Prier pour entrer dans la Gratuité divine, offrant tout de ma vie
En recevant cette force, en intériorisant, en éternisant l’événement pour offrir la joie ou la peine, la souffrance, qu’est-ce qui est en jeu ? C’est beaucoup plus que mon agir c’est-à-dire la maîtrise de ma vie, ce qu’on appelle la morale, (j’ai bien agi, j’ai mal agi…). C’est mon être profond qui est en jeu dans cette prière. Car si je fais l’offrande de l’événement heureux ou malheureux qu’est-ce que je fais ? J’entre de plain-pied dans la vie de Dieu qui est gratuité, qui est justement offrande parfaite et éternelle !
Nous les hommes, avant même le péché, du fait de notre pauvreté et notre indigence métaphysique, nous sommes captateurs de l’autre, de l’argent, de la science,
de l’intelligence forcément… Nous ne sommes que des captateurs, nous avons besoin des autres pour être, pour survivre ! Alors que là, nous nous transformons complètement et, malgré cette indigence qui reste, nous entrons dans la vie de gratuité qui est celle de Dieu.
Prier pour vos causes, bien sûr vous avez le droit et même le devoir de le faire parce que justement c’est cela qui peut transformer votre être, à partir du moment où vous priez comme nous venons de le dire. Pas dans l’esprit de la magie qui consiste à capter Dieu pour que Dieu fasse ce que j’ai envie qu’Il fasse, mais entrer dans Sa vie en partageant Sa Gratuité !
« Sois sans crainte… »
En cela nous ne faisons pas autre chose que de proclamer la Parole de Dieu. Souvenons-nous de la prière d’Israël dans le Deutéronome, chapitre 6 : « Écoute Israël, notre Dieu est l’Unique… Tu méditeras ces paroles toute ta vie, tu les enseigneras à tes enfants. »
Elles sont encore valables pour nous ces paroles du Shema, de la prière juive. « Écoute Israël, NOTRE Dieu… » C’est être en communion avec Lui. « Notre Dieu est l’Unique », c’est la transcendance du Créateur. Le mystère de Dieu est un mystère ambivalent entre proximité et transcendance. Mais cette ambivalence mystérieuse, l’homme a du mal à entrer dedans.
Regardons Isaïe dans la description de sa vocation : « Et je vis le trône de Dieu, Saint ! Saint ! Saint ! » C’est donc la perfection de la sainteté, l’inaccessibilité, la transcendance du Dieu Unique : « Je fus effrayé » Mais Dieu lui montre qu’il y a une certaine communion possible, d’où l’ange qui vient brûler sa lèvre et lui annoncer le pardon c’est-à-dire la relation avec Dieu retrouvée !

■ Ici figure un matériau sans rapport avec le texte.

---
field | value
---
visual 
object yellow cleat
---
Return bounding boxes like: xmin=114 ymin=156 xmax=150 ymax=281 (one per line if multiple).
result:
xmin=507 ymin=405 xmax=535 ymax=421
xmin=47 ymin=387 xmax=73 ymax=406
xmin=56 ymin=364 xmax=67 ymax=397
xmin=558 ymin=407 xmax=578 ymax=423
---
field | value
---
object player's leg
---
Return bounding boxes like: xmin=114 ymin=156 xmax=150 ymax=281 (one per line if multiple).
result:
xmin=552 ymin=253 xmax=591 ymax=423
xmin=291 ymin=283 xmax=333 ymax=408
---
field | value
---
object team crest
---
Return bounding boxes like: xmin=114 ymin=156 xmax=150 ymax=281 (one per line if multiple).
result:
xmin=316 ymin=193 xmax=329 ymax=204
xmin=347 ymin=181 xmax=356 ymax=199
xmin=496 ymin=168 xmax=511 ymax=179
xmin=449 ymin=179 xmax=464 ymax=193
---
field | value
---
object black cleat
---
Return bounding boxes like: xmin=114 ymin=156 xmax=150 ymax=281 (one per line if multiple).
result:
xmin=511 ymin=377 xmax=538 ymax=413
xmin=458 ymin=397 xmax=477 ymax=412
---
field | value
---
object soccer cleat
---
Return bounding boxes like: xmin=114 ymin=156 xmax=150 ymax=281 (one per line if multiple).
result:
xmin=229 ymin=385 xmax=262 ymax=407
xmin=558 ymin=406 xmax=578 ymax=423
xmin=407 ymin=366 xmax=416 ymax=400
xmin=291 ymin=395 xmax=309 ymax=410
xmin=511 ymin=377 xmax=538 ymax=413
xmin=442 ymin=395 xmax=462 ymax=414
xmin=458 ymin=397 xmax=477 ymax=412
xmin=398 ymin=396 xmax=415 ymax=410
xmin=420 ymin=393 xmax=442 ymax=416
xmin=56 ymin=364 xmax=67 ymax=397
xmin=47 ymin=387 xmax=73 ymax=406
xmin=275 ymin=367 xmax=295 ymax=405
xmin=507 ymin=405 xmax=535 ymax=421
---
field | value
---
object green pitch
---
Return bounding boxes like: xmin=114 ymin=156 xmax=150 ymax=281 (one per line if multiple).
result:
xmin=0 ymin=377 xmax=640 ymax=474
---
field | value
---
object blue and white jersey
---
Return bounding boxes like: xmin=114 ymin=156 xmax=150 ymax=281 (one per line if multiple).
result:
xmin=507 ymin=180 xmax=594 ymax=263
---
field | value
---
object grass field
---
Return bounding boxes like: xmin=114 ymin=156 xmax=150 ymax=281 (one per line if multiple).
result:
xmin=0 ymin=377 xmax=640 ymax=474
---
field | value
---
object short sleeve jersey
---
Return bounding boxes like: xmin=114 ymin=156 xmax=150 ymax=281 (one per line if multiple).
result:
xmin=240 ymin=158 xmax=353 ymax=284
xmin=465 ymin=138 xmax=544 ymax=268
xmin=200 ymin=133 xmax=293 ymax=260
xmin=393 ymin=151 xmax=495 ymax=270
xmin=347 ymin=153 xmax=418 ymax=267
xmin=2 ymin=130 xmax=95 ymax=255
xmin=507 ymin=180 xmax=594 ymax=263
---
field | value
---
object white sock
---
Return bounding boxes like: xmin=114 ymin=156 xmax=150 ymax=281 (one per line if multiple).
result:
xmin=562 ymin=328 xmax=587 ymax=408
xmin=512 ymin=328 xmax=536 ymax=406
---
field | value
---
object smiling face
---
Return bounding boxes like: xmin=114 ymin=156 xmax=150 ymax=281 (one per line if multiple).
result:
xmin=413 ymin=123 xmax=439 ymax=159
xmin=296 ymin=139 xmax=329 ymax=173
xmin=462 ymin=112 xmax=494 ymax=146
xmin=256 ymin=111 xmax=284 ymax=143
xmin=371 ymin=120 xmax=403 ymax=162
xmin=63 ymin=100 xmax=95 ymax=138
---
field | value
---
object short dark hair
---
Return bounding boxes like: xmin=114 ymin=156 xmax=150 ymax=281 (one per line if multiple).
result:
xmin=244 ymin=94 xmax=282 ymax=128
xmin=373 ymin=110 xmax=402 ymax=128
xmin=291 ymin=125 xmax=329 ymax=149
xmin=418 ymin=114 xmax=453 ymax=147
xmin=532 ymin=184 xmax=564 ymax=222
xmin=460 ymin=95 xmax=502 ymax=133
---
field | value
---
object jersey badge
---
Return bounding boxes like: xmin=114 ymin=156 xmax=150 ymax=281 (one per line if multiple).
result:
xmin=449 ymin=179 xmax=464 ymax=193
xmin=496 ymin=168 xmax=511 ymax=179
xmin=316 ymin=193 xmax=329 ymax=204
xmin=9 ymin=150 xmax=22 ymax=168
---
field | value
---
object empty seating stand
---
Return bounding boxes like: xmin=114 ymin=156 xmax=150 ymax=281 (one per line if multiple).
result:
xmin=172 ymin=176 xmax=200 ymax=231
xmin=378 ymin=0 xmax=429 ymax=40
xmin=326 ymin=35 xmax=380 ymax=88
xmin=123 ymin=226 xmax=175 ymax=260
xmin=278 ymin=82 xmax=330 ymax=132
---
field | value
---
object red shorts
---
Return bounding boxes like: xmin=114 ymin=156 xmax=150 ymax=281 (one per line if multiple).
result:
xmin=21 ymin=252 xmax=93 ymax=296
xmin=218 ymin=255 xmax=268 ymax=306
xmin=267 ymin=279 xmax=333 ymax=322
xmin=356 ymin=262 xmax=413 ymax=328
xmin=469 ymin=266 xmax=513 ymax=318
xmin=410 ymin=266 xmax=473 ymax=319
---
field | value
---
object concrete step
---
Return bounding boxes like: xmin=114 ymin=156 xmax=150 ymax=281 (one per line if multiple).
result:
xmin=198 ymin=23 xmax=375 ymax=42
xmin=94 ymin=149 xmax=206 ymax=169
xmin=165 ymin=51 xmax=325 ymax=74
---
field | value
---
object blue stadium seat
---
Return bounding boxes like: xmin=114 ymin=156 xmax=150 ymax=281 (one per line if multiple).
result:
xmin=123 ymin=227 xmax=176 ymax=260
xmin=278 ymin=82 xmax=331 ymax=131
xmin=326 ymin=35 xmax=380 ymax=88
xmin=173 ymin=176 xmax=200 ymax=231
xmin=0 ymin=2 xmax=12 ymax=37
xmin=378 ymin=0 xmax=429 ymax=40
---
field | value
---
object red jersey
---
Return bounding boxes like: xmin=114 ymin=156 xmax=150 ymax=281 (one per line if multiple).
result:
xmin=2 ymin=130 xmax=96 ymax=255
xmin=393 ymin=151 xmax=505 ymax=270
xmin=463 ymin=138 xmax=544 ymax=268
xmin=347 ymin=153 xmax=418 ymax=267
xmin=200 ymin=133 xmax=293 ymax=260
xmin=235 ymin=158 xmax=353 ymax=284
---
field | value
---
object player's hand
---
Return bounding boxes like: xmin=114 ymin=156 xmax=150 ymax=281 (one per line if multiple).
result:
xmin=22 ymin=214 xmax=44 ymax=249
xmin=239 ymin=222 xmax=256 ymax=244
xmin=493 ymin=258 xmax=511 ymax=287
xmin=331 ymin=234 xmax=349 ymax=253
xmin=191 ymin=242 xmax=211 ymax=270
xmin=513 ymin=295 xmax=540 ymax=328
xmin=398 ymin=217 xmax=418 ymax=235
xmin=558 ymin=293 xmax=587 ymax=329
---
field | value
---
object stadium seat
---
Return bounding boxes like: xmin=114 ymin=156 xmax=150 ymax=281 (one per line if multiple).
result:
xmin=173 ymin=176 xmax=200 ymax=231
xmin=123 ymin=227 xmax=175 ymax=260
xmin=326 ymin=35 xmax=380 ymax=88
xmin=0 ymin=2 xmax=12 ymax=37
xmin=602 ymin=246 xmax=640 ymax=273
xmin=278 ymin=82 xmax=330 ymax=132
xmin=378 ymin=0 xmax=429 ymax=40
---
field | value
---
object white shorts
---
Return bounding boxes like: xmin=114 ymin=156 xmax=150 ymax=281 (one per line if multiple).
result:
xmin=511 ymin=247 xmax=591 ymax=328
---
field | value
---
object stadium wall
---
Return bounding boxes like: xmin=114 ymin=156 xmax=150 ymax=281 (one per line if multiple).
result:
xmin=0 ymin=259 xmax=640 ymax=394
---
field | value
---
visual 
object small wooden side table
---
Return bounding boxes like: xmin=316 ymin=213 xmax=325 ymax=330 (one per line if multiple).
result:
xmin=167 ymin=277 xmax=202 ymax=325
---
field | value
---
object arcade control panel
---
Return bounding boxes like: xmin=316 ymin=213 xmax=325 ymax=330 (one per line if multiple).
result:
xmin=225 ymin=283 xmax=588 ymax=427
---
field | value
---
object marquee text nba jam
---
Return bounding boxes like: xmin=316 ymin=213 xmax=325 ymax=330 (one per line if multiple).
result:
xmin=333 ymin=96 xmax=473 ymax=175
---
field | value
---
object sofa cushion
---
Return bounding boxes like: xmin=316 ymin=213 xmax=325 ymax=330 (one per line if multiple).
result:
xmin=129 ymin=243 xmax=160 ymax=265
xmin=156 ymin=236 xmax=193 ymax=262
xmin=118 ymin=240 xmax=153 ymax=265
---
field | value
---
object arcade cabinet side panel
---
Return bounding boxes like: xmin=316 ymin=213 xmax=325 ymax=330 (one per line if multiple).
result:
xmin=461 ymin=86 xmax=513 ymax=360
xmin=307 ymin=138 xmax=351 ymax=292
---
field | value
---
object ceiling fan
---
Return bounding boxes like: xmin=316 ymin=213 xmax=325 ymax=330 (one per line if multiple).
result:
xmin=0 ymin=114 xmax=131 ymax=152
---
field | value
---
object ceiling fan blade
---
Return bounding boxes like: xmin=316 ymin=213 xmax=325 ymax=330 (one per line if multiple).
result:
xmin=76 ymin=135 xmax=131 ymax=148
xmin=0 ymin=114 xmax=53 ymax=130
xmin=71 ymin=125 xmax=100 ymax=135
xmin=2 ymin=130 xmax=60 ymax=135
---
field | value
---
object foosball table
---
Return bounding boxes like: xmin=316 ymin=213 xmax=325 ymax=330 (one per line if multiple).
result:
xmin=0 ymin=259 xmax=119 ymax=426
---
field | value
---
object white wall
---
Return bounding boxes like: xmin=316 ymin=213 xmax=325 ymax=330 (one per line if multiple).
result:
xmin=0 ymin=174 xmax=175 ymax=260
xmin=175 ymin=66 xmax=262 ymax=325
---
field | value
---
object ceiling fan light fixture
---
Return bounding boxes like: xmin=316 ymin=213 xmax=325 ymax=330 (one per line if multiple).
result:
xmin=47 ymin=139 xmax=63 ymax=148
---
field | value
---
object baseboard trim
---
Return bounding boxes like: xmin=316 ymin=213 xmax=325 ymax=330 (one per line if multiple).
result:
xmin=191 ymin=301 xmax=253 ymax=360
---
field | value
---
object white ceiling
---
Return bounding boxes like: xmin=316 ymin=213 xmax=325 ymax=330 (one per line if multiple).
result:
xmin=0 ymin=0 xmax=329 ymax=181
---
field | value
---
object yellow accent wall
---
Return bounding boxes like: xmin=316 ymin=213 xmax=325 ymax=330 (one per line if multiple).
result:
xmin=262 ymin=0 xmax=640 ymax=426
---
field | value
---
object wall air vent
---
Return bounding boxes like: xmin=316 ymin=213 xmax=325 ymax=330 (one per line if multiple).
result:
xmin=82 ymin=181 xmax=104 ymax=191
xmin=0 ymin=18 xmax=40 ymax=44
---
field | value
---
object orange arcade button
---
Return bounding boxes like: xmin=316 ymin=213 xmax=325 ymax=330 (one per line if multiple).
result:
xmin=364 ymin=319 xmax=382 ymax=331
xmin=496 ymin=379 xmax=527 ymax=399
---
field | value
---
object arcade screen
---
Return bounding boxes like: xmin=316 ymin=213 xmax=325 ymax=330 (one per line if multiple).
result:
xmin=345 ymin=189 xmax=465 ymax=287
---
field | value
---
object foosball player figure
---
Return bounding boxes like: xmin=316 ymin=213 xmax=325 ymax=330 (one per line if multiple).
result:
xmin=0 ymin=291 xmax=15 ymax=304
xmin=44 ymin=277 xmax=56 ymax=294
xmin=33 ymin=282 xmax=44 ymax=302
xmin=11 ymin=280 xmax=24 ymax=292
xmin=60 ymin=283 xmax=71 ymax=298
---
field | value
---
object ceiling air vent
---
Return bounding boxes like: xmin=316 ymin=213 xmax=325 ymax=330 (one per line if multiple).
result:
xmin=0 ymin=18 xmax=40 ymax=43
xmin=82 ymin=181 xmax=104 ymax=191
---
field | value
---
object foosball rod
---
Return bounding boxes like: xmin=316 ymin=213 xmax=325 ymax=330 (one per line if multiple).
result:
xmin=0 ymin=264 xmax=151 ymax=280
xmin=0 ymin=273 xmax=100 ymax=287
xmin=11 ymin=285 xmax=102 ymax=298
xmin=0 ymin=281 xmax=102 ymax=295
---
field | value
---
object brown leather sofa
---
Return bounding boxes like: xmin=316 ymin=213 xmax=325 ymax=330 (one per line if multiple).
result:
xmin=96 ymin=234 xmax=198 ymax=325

Cette ambivalence mystérieuse qu’Isaïe nous décrit est un des passages les plus importants de l’Écriture Sainte. Elle sera vécue au summum par Pierre, ce pêcheur rustre qui se trouve lui aussi devant le mystère de la transcendance de Dieu avec le miracle des poissons et qui ne comprend pas qu’il puisse y avoir un tel Dieu proche de lui : « Éloigne-toi de moi, je suis un homme pécheur ! »
Et pourtant l’Église nous demande de dire le contraire : Seigneur viens à moi qui suis pécheur… Pierre est encore dans l’esprit de l’Ancienne Alliance : « Éloigne-toi de moi ! » C’est l’effroi qui le gagne parce qu’il ne voit que la transcendance. Éloigne-toi de moi je suis un homme pécheur. Seul le mystère de l’Incarnation pouvait faire entrer Pierre dans cette compréhension parfaite que Dieu, même s’Il est transcendant, n’est pas un Dieu caché mais un Dieu qui est proche, un Dieu qui est en l’homme parce qu’Il a pris son humanité : Jésus lui dit : « Sois sans crainte… », te voilà rétabli dans la relation à notre Père commun, dans la paix… Tu es entré, grâce à moi, dans cette vie de gratuité divine.
Non pas seulement pour toi mais, puisque tu seras pêcheur d’hommes, pour tous ceux à qui tu vas transmettre cette paix. L’Incarnation est le lieu où l’homme, à la recherche de Dieu, l’homme qui a découvert d’une certaine manière la transcendance de Dieu, d’un Dieu lointain, créateur, source fontale de son être, découvre que ce Dieu est en lui et que, parce qu’Il est en lui, ce Dieu lui permettra d’intérioriser sa vie. Non pas de la faire mourir, non pas de la mettre de côté, mais de l’intérioriser, de la valoriser, de l’éterniser pour que cette vie, si pauvre soit-elle, si pécheresse soit-elle, soit avec cette offrande, une vie eucharistique, une vie donnée, une vie de gratuité, une vie divine avec laquelle et dans laquelle l’homme entre au ciel.